Improving Locomotion Learning Efficiency of CPG-RBF Networks under Morphological Damage with Multiple Value Functions
Improving Locomotion Learning Efficiency of CPG-RBF Networks under Morphological Damage with Multiple Value Functions
The combination of reinforcement learning (RL) and central pattern generators (CPGs) has been proven to be useful for learning fast locomotion, thanks to a strong inductive bias in the form of periodic input signals, which lead to consistent and stable periodic gait patterns. In this work, we further investigate what modifications in the RL-CPG pipeline can facilitate even faster locomotion learning.
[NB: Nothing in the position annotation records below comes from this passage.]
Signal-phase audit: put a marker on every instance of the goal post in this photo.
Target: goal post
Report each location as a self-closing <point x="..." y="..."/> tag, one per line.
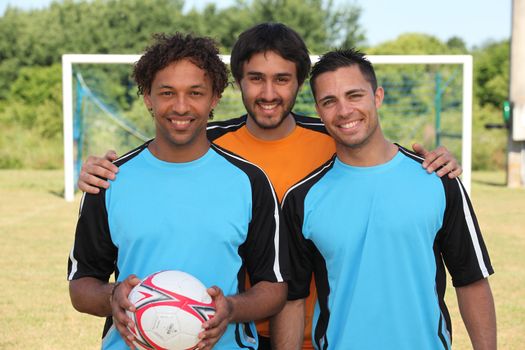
<point x="68" y="60"/>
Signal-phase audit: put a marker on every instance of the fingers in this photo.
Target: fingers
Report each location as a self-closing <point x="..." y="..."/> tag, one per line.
<point x="216" y="326"/>
<point x="442" y="162"/>
<point x="419" y="149"/>
<point x="94" y="171"/>
<point x="111" y="155"/>
<point x="119" y="304"/>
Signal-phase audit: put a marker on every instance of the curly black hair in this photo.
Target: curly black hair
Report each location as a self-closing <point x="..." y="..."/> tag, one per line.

A recent study in the field of multi-agent reinforcement learning (MARL) by Hu et al. suggests that using a noisy value function can lead to better exploration and help avoid local optima. Inspired by this, in this work, we propose to further improve training efficiency by utilizing multiple value functions—emulating the effect of a noisy value function—to enhance the exploration of CPG-RBF networks. Specifically, we test the training efficiency of CPG-RBF networks under morphological damage, which requires more sophisticated exploration to discover asymmetric, yet effective, gait patterns. We empirically show that, with multiple value functions (also known as critic networks), CPG-RBF networks consistently learn faster, especially under morphological damage, compared to using a single value function.